Study abroad often means only meeting a very narrow category of people: students. Your fellow students are usually about the same age and often have the same, or similar, interests as you. This can mean university is a bit of a social bubble. You’ll learn with, live with and socialise with your fellow students. As a result, you miss out on integrating with the wider community around your institution. Volunteering is a great way to meet people outside of the student bubble. Working with charities, you can meet people of different ages, political inclinations, and social classes.

It’s also a great way to build up your CV. Volunteering shows that you’re conscientious and caring, as well as showing any future employers that you’re hard working and good at managing your time. You can also often tailor your volunteering to your future career. 

Below are some examples of activities you can get involved with if you’re studying in the UK, but the same sort of opportunities are available in other countries too. 

1.) There are a lot of charities working with older people in communities.
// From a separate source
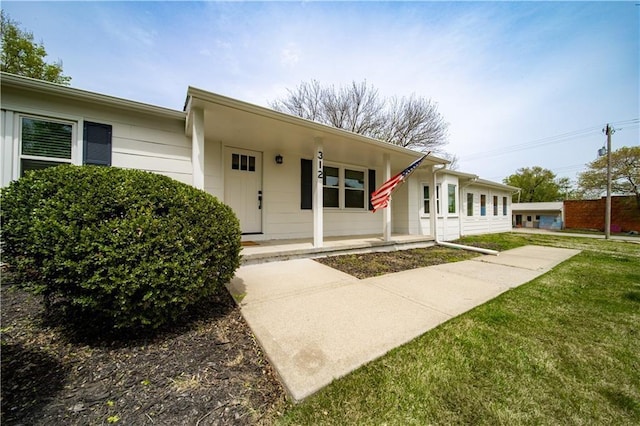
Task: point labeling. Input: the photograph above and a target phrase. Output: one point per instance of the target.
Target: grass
(562, 349)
Older people often struggle with loneliness. 200,000 older people in the UK say they haven’t had a conversation with friends or family for a month, and 3.9 million older people agree the television is their main form of company. AgeUk is the main charity working to combat this in the UK – you can check out how to get involved below.

2.) Most UK universities run schemes to help disadvantaged children in the local area. This could involve tutoring in schools, or just taking children on days out to help them build their confidence. For example, at the University of Oxford there is a scheme called Branch Up, which gives local children extra-curricular opportunities they might not otherwise have had. You can check out their work on the link below.


3.) If you want to work in the arts, most UK museums have a volunteering scheme you can join. Museums and galleries often depend on volunteers to keep their institutions going. This work often focuses on getting young children involved in the arts, although it could be as simple as working in the gift shop. It’s a great way to help out local kids, as well as getting valuable work experience for yourself. As an example, you can check out the opportunities offered at museums in Cambridge using the following link.

4.) If you’re a lawyer, a lot of universities run legal pro-bono courses. This is a great way to develop your practical legal skills and help the local community. Get in touch with your Student Union, or the head of the Law Society at your institution, to find out what opportunities there are in the local area. 

Volunteering is the best way to fully immerse yourself in local culture and community when you study abroad. Hopefully this article has convinced you to go out and get involved!